Haplotype allelic classes for detecting ongoing positive selection
1 Bioinformatics Program, Department of Biochemistry, Université de Montréal, Montréal, Québec, Canada
2 Research Center, Hôpital Sainte-Justine, Montréal, Québec, Canada
3 Department of Pediatrics, Université de Montréal, Montréal, Québec, Canada H3T 1C8
BMC Bioinformatics 2010, 11:65 doi:10.1186/1471-2105-11-65Published: 28 January 2010
Natural selection eliminates detrimental and favors advantageous phenotypes. This process leaves characteristic signatures in underlying genomic segments that can be recognized through deviations in allelic or haplotypic frequency spectra. To provide an identifiable signature of recent positive selection that can be detected by comparison with the background distribution, we introduced a new way of looking at genomic polymorphisms: haplotype allelic classes.
The model combines segregating sites and haplotypic information in order to reveal useful data characteristics.
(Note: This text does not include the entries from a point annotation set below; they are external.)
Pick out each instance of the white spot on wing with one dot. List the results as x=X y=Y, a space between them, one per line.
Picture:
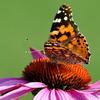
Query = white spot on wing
x=59 y=11
x=65 y=18
x=57 y=20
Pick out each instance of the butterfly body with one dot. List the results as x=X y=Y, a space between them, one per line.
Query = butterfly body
x=65 y=43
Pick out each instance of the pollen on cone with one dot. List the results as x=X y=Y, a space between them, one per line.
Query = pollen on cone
x=57 y=75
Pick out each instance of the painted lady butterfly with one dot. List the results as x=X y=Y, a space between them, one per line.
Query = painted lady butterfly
x=66 y=44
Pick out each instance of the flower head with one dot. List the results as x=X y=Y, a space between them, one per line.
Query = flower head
x=51 y=81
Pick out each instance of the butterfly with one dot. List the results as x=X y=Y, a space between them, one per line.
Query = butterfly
x=66 y=44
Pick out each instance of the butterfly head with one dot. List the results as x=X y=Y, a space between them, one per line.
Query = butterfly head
x=65 y=43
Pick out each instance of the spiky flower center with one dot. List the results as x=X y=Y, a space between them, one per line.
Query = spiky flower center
x=57 y=75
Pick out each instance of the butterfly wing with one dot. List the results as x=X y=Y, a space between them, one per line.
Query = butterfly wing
x=65 y=44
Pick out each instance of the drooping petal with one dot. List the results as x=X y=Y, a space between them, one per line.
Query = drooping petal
x=64 y=95
x=77 y=95
x=43 y=95
x=11 y=81
x=35 y=85
x=90 y=96
x=8 y=84
x=94 y=86
x=15 y=93
x=53 y=95
x=36 y=53
x=22 y=90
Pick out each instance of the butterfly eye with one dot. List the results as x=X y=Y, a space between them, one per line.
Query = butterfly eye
x=56 y=44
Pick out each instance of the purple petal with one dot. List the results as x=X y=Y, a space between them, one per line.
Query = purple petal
x=64 y=95
x=11 y=81
x=91 y=96
x=37 y=54
x=95 y=85
x=76 y=95
x=35 y=85
x=8 y=84
x=21 y=90
x=42 y=94
x=15 y=93
x=53 y=95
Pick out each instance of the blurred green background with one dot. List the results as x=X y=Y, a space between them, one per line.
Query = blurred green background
x=32 y=19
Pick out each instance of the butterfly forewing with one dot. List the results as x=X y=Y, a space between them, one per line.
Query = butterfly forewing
x=65 y=43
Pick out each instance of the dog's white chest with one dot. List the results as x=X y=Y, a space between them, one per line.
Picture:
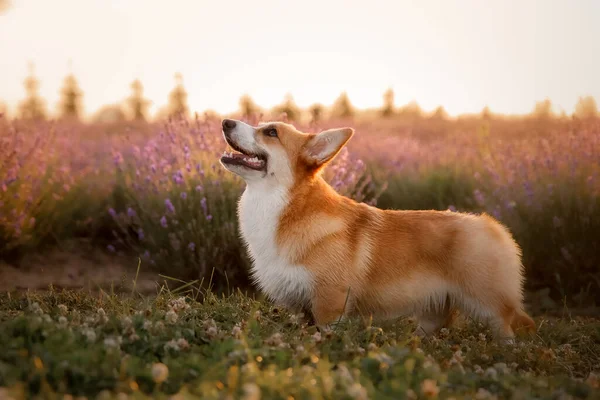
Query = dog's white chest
x=283 y=282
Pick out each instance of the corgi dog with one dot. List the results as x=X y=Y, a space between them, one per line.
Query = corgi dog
x=313 y=249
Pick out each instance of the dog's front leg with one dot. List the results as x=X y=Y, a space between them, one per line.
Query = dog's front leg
x=329 y=306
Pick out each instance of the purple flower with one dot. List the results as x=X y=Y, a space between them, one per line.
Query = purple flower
x=170 y=206
x=204 y=206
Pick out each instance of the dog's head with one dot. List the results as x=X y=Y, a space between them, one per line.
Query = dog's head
x=277 y=152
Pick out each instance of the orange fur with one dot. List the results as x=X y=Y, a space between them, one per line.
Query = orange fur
x=365 y=261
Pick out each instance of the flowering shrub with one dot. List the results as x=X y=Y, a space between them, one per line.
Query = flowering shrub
x=179 y=204
x=159 y=191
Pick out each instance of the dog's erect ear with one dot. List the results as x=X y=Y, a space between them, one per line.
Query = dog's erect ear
x=322 y=147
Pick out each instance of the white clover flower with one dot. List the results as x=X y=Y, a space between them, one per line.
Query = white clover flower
x=63 y=309
x=317 y=337
x=491 y=373
x=251 y=391
x=430 y=388
x=274 y=340
x=112 y=342
x=160 y=372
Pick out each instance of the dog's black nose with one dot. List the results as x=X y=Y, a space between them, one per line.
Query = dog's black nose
x=228 y=125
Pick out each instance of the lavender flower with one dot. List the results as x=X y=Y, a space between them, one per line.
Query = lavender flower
x=170 y=206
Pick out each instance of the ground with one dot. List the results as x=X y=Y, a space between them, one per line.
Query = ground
x=120 y=343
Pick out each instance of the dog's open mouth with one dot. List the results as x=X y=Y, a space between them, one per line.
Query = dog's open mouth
x=243 y=158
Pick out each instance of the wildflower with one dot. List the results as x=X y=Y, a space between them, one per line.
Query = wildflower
x=62 y=309
x=483 y=394
x=430 y=388
x=236 y=332
x=212 y=332
x=36 y=309
x=126 y=322
x=183 y=344
x=479 y=198
x=171 y=345
x=171 y=317
x=317 y=337
x=204 y=206
x=357 y=391
x=160 y=372
x=170 y=207
x=274 y=340
x=251 y=391
x=112 y=343
x=101 y=316
x=491 y=373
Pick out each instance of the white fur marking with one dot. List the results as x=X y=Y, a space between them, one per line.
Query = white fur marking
x=260 y=208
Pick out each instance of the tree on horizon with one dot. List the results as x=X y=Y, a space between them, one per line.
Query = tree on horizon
x=388 y=103
x=289 y=107
x=137 y=103
x=178 y=98
x=248 y=108
x=586 y=108
x=543 y=109
x=70 y=105
x=317 y=112
x=342 y=107
x=33 y=107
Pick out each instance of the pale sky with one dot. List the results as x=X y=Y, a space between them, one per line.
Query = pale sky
x=460 y=54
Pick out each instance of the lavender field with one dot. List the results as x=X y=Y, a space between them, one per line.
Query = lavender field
x=157 y=192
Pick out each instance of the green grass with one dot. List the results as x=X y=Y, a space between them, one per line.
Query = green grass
x=106 y=346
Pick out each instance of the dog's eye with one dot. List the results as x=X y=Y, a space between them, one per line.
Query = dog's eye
x=271 y=132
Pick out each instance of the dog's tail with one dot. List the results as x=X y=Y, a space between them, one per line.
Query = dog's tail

We developed a summary statistic, Svd, to compare the distribution of the haplotypes carrying the selected allele with the distribution of the remaining ones. Coalescence simulations are used to study the distributions under standard population models assuming neutrality, demographic scenarios and selection models. To test, in practice, haplotype allelic class performance and the derived statistic in capturing deviation from neutrality due to positive selection, we analyzed haplotypic variation in detail in the locus of lactase persistence in the three HapMap Phase II populations.
We showed that the Svd statistic is less sensitive than other tests to confounding factors such as demography or recombination. Our approach succeeds in identifying candidate loci, such as the lactase-persistence locus, as targets of strong positive selection and provides a new tool complementary to other tests to study natural selection in genomic data.